ECLI:NL:RVS:2022:226
Raad van State
- Hoger beroep
- N. Verheij
- Rechtspraak.nl
Hoger beroep tegen afwijzing verblijfsvergunning asiel voor vreemdeling
Op 26 januari 2022 heeft de Afdeling bestuursrechtspraak van de Raad van State uitspraak gedaan in een hoger beroep van een vreemdeling tegen de afwijzing van zijn aanvraag voor een verblijfsvergunning asiel voor bepaalde tijd door de staatssecretaris van Justitie en Veiligheid. De aanvraag was op 10 mei 2021 afgewezen.

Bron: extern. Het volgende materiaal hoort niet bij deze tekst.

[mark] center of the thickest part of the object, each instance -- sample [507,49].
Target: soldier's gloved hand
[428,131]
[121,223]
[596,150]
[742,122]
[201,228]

De rechtbank Den Haag, zittingsplaats Groningen, had op 9 juli 2021 het beroep van de vreemdeling ongegrond verklaard. De vreemdeling, vertegenwoordigd door mr. J.J. Eizenga, heeft hiertegen hoger beroep ingesteld.
De zaak draait om de beoordeling van de risico's die afvalligen en atheïsten lopen bij terugkeer naar Iran. De Raad van State oordeelde dat de staatssecretaris beter moet onderzoeken of de vreemdeling, die als afvallige of atheïst wordt beschouwd, bij terugkeer naar Iran een risico loopt op vervolging of onmenselijke behandeling. De derde grief van de vreemdeling slaagde, wat leidde tot de conclusie dat het hoger beroep gegrond is.
De Raad van State heeft de uitspraak van de rechtbank vernietigd en het besluit van de staatssecretaris van 10 mei 2021 ook vernietigd. De staatssecretaris moet opnieuw beslissen op de aanvraag van de vreemdeling, rekening houdend met de actuele feiten en omstandigheden. Daarnaast is de staatssecretaris veroordeeld tot vergoeding van de proceskosten van de vreemdeling, die op € 2.277,00 zijn vastgesteld, geheel toe te rekenen aan beroepsmatige rechtsbijstand.